The deal is not sealed yet, but GSA has named Rooker's proposal the preferred alternative of three presented.

PANAMA CITY — A site in downtown Panama City has been chosen as the preferred alternative for a new federal courthouse.

Proposals were submitted for at least three possible sites, with the preferred one chosen by the General Services Administration being vacant waterfront land on Luverne Avenue behind McKenzie Park.

In addition to Bay County’s proposal to bring the courthouse into the Juvenile Courthouse, a private Atlanta-based company called Rooker presented the General Services Administration (GSA) with an option for a location in downtown Panama City, and Marianna also is vying to land the new facility.

Carol Roberts, the president of the Bay County Chamber of Commerce who had been working since December 2016 to convince the federal government to keep the courthouse here, said she is elated the courthouse might stay in Bay County.

A special meeting of Panama City and the Community Redevelopment Agency has been called for 11 a.m. Monday at the Bay County Commission meeting room to discuss the courthouse issue.

At the conclusion of the City Commission special meeting, the Community Redevelopment Agency will meet in the same location to discuss the courthouse.

Bay County and Panama City officials have said they feel they will have accomplished their goal as long as the courthouse stays in Bay County and that they weren’t concerned when they learned a private company also was likely putting in a bid.

“The objective here is to keep the courthouse here in Bay County so if there is another proposal ... that wins that keeps the courthouse in Bay County that is a victory,” said County Manager Bob Majka said in a recent interview. He could not be reached for comment Friday.

Roberts said Rooker apparently submitted the low bid on the project.

“So we’re pretty excited that one of the two projects that were proposed in Panama City was selected as the No. 1 alternative,” she said. “It is a win. However, the deal isn’t done yet, and on Monday it is important our city commission put our best foot forward as far as completing the package that is being proposed. It’s not a done deal until deal struck between Panama City and Rooker development. They’ve made a request for specific incentives and the commission has to vote on the incentive package.”
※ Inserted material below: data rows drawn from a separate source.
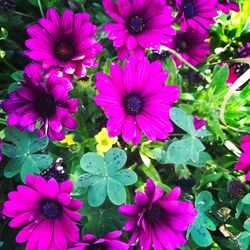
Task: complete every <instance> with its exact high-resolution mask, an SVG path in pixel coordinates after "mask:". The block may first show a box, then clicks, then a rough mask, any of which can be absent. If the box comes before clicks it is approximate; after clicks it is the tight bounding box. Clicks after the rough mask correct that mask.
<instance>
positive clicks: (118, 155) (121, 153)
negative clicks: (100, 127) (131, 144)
mask: <svg viewBox="0 0 250 250" xmlns="http://www.w3.org/2000/svg"><path fill="white" fill-rule="evenodd" d="M104 161H105V164H106V167H107V173H108V175H111V174H113V173H114V172H116V171H117V170H119V169H121V168H122V167H123V166H124V165H125V163H126V161H127V155H126V153H125V152H124V151H123V150H122V149H119V148H112V149H110V150H109V151H108V152H107V153H106V154H105V156H104Z"/></svg>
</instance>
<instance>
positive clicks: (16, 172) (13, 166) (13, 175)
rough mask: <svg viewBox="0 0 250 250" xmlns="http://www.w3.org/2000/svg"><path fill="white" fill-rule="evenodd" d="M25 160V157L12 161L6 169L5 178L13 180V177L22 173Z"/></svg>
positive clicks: (4, 168) (13, 159) (6, 166)
mask: <svg viewBox="0 0 250 250" xmlns="http://www.w3.org/2000/svg"><path fill="white" fill-rule="evenodd" d="M24 160H25V157H24V156H21V157H17V158H13V159H10V160H9V161H8V163H7V165H6V166H5V168H4V172H3V173H4V176H5V177H6V178H12V177H13V176H15V175H17V174H18V173H20V172H21V169H22V165H23V162H24Z"/></svg>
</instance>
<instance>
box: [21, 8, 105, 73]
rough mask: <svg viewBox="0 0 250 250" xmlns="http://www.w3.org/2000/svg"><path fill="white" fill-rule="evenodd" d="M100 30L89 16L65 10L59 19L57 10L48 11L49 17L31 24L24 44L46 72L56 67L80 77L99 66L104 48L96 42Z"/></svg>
mask: <svg viewBox="0 0 250 250" xmlns="http://www.w3.org/2000/svg"><path fill="white" fill-rule="evenodd" d="M96 31H97V27H96V26H95V25H93V24H92V23H91V22H90V17H89V15H88V14H87V13H78V14H73V13H72V12H71V11H70V10H66V11H65V12H64V13H63V14H62V16H61V17H60V16H59V15H58V13H57V12H56V10H55V9H53V8H50V9H49V10H48V11H47V14H46V18H40V19H39V21H38V24H33V25H31V26H30V27H29V28H28V30H27V32H28V34H29V36H30V39H28V40H27V41H26V42H25V45H26V47H27V48H28V49H29V50H25V51H24V54H25V55H27V56H29V57H30V58H31V59H33V60H36V61H39V62H42V66H43V68H44V69H46V70H48V69H50V68H54V67H55V68H57V70H62V71H63V73H65V74H68V75H70V76H72V75H73V74H74V75H76V76H78V77H84V76H85V75H86V67H90V68H94V67H96V66H97V62H96V60H95V56H96V55H97V54H98V53H100V52H101V50H102V46H101V44H99V43H98V42H97V41H96V40H95V39H94V35H95V34H96Z"/></svg>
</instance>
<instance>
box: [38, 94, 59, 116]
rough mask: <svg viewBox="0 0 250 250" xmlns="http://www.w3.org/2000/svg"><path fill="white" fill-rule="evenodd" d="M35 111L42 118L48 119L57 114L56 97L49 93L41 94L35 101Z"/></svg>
mask: <svg viewBox="0 0 250 250" xmlns="http://www.w3.org/2000/svg"><path fill="white" fill-rule="evenodd" d="M34 106H35V111H36V113H37V114H39V115H40V116H41V117H42V118H44V119H48V118H51V117H53V116H54V115H55V114H56V102H55V99H54V98H53V97H52V96H51V95H48V94H40V95H39V96H37V99H36V101H35V102H34Z"/></svg>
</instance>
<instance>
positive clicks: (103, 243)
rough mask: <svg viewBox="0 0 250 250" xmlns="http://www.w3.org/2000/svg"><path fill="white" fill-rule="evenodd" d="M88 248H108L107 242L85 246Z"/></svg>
mask: <svg viewBox="0 0 250 250" xmlns="http://www.w3.org/2000/svg"><path fill="white" fill-rule="evenodd" d="M85 249H86V250H105V249H107V247H106V245H105V243H99V244H91V245H90V246H87V248H85Z"/></svg>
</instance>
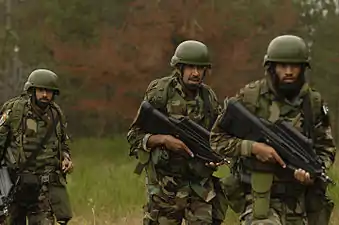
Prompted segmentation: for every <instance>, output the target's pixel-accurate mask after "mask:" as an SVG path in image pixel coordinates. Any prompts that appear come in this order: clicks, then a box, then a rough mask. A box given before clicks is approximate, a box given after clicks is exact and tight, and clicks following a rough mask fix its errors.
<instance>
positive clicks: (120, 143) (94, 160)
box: [68, 137, 339, 225]
mask: <svg viewBox="0 0 339 225" xmlns="http://www.w3.org/2000/svg"><path fill="white" fill-rule="evenodd" d="M128 151H129V150H128V145H127V143H126V141H125V137H117V138H115V139H110V140H108V139H102V140H99V139H86V140H85V139H82V140H76V141H74V143H73V144H72V155H73V160H74V163H75V169H74V172H73V174H72V175H71V176H69V178H68V190H69V193H70V195H71V201H72V207H73V211H74V219H73V220H72V221H71V223H70V224H71V225H78V224H79V225H80V224H81V225H105V224H110V225H137V224H138V225H139V224H142V223H141V217H142V211H141V207H142V205H143V203H144V199H145V192H144V180H143V179H144V177H143V176H138V175H136V174H134V173H133V170H134V166H135V162H136V160H134V159H133V158H131V157H129V156H128ZM338 167H339V166H337V165H336V166H335V167H334V169H333V171H332V173H331V177H332V178H334V179H335V180H336V181H338V180H339V172H338V171H337V168H338ZM226 173H227V170H226V169H225V168H222V169H221V170H220V171H219V172H218V175H220V176H222V175H224V174H226ZM330 194H331V196H332V198H333V199H334V200H335V202H339V185H338V186H334V187H331V188H330ZM332 217H333V219H332V220H333V222H332V224H333V225H335V224H339V210H338V207H336V208H335V211H334V213H333V215H332ZM226 221H227V225H233V224H234V225H235V224H237V223H236V221H237V220H236V216H235V215H234V214H233V213H232V212H228V216H227V220H226Z"/></svg>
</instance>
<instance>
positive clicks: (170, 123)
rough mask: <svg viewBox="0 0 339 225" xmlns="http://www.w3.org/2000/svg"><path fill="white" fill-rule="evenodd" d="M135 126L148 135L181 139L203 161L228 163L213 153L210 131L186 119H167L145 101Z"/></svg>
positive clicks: (214, 153) (169, 118)
mask: <svg viewBox="0 0 339 225" xmlns="http://www.w3.org/2000/svg"><path fill="white" fill-rule="evenodd" d="M135 124H136V125H138V126H139V127H140V128H141V129H142V130H143V131H145V132H147V133H150V134H168V135H172V136H174V137H176V138H178V139H180V140H181V141H182V142H184V143H185V144H186V145H187V147H188V148H189V149H190V150H191V151H192V152H193V154H194V156H195V157H197V158H199V159H201V160H203V161H206V162H214V163H228V161H227V160H226V159H225V158H224V157H222V156H220V155H219V154H217V153H216V152H213V151H212V149H211V147H210V144H209V135H210V134H209V131H208V130H206V129H205V128H204V127H202V126H200V125H199V124H197V123H195V122H193V121H192V120H190V119H188V118H186V117H182V118H180V119H176V118H173V117H167V116H166V115H165V114H163V113H162V112H160V111H159V110H157V109H156V108H154V107H153V106H152V105H151V104H150V103H149V102H147V101H143V102H142V103H141V106H140V109H139V114H138V118H137V120H136V121H135Z"/></svg>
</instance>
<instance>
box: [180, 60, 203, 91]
mask: <svg viewBox="0 0 339 225" xmlns="http://www.w3.org/2000/svg"><path fill="white" fill-rule="evenodd" d="M205 70H206V67H205V66H195V65H184V67H183V75H182V79H183V82H184V84H186V85H188V86H192V87H195V86H197V87H198V86H199V85H200V84H201V83H202V80H203V77H204V72H205Z"/></svg>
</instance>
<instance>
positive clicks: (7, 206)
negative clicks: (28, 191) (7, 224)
mask: <svg viewBox="0 0 339 225" xmlns="http://www.w3.org/2000/svg"><path fill="white" fill-rule="evenodd" d="M14 189H15V185H14V184H13V183H12V181H11V178H10V176H9V173H8V168H7V167H5V166H1V165H0V223H1V222H3V221H4V220H6V218H7V217H8V215H9V211H8V210H9V207H10V204H11V203H12V202H13V197H14Z"/></svg>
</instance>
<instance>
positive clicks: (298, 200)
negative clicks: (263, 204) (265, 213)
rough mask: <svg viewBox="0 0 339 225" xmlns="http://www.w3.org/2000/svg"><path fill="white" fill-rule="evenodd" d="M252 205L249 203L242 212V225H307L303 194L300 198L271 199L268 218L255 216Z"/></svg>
mask: <svg viewBox="0 0 339 225" xmlns="http://www.w3.org/2000/svg"><path fill="white" fill-rule="evenodd" d="M252 207H253V205H252V204H249V205H248V206H247V207H246V210H245V212H243V213H242V214H241V216H240V223H241V225H307V219H306V214H305V204H304V198H303V196H301V197H300V198H299V199H289V198H286V199H284V200H282V199H271V202H270V209H269V212H268V217H267V218H266V219H256V218H253V208H252Z"/></svg>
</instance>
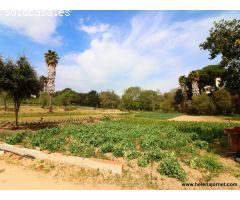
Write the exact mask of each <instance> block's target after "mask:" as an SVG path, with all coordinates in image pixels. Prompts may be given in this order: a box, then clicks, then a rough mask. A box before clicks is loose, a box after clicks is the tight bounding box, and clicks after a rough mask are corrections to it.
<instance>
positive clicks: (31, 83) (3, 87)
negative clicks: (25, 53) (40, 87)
mask: <svg viewBox="0 0 240 200" xmlns="http://www.w3.org/2000/svg"><path fill="white" fill-rule="evenodd" d="M0 90H2V91H5V92H7V93H8V94H9V95H10V96H11V98H12V99H13V102H14V108H15V117H16V126H18V111H19V108H20V105H21V103H22V100H23V99H26V98H29V97H31V95H32V94H34V95H37V94H38V92H39V90H40V84H39V80H38V77H37V74H36V72H35V71H34V69H33V67H32V65H31V63H30V62H29V61H28V59H27V58H26V57H25V56H21V57H19V58H18V60H17V61H16V62H14V61H13V60H10V59H8V60H7V61H6V62H5V63H4V64H3V65H1V74H0Z"/></svg>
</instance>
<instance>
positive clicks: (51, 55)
mask: <svg viewBox="0 0 240 200" xmlns="http://www.w3.org/2000/svg"><path fill="white" fill-rule="evenodd" d="M44 57H45V62H46V63H47V65H57V64H58V60H59V57H58V54H57V53H56V52H55V51H51V50H48V52H47V53H45V54H44Z"/></svg>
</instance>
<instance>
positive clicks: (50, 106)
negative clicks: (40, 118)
mask: <svg viewBox="0 0 240 200" xmlns="http://www.w3.org/2000/svg"><path fill="white" fill-rule="evenodd" d="M48 112H52V94H49V111H48Z"/></svg>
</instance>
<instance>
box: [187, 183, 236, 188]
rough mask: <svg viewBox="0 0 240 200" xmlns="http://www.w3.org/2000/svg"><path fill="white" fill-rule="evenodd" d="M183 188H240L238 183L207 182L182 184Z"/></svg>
mask: <svg viewBox="0 0 240 200" xmlns="http://www.w3.org/2000/svg"><path fill="white" fill-rule="evenodd" d="M182 186H185V187H235V186H238V184H237V183H216V182H207V183H203V182H200V183H197V182H195V183H182Z"/></svg>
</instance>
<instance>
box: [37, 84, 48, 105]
mask: <svg viewBox="0 0 240 200" xmlns="http://www.w3.org/2000/svg"><path fill="white" fill-rule="evenodd" d="M40 85H41V84H40ZM40 88H41V86H40ZM47 99H48V94H47V93H46V92H40V95H39V98H38V100H39V101H40V103H41V108H45V106H46V104H47Z"/></svg>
Roberts said another reason Panama City needs to put its “best foot forward” is that it is unknown whether the second alternative site is the one in Jackson County.

The county had put forth a plan that would offer the Federal District Court the Juvenile Justice Facility on 11th Street at a turnkey option. Using the money from the lease, the county would pay down the debt on the juvenile facility and build a new juvenile courthouse on the same campus as the Bay County Courthouse.

While the new juvenile courthouse is being built, the personnel from the 11th Street facility would have temporarily moved into the former Panama City Hall, 9 Harrison Ave. So far the county has spent $60,000 on demolition work and Panama City has spent $120,000 on asbestos abatement at the former Panama City Hall. But officials say the asbestos removal would have have been necessary whether building was torn down or not.

Roberts said that investment was not a waste of money.

“It is an investment for this community,” she said. “We did what we thought needed to do in order to be competitive and keep the federal courthouse here.”

In 2017, the Federal District Court announced it would not renew the lease on the current federal courthouse, 30 W. Government St., when it expires in December 2018 because of problems with the building. The court indicated if that happened and a resolution wasn’t reached for a suitable new location, the Panama City division would be dissolved, which would force locals to travel to either Pensacola or Tallahassee and potentially cost the region 27 direct jobs and 100 indirect ones.

Efforts by a local task force — which included hiring a lobbying company — helped ensure funding for the Panama City division was not cut and that the GSA would consider proposals for a new building, which led to the bids from Marianna, the county and Rooker.

Rooker has an extensive history working with the GSA on federal facilities. The company has developed more than 150 state and federal facilities, including the most recently constructed federal courthouse in the Southeast, which is located in Greenville, North Carolina.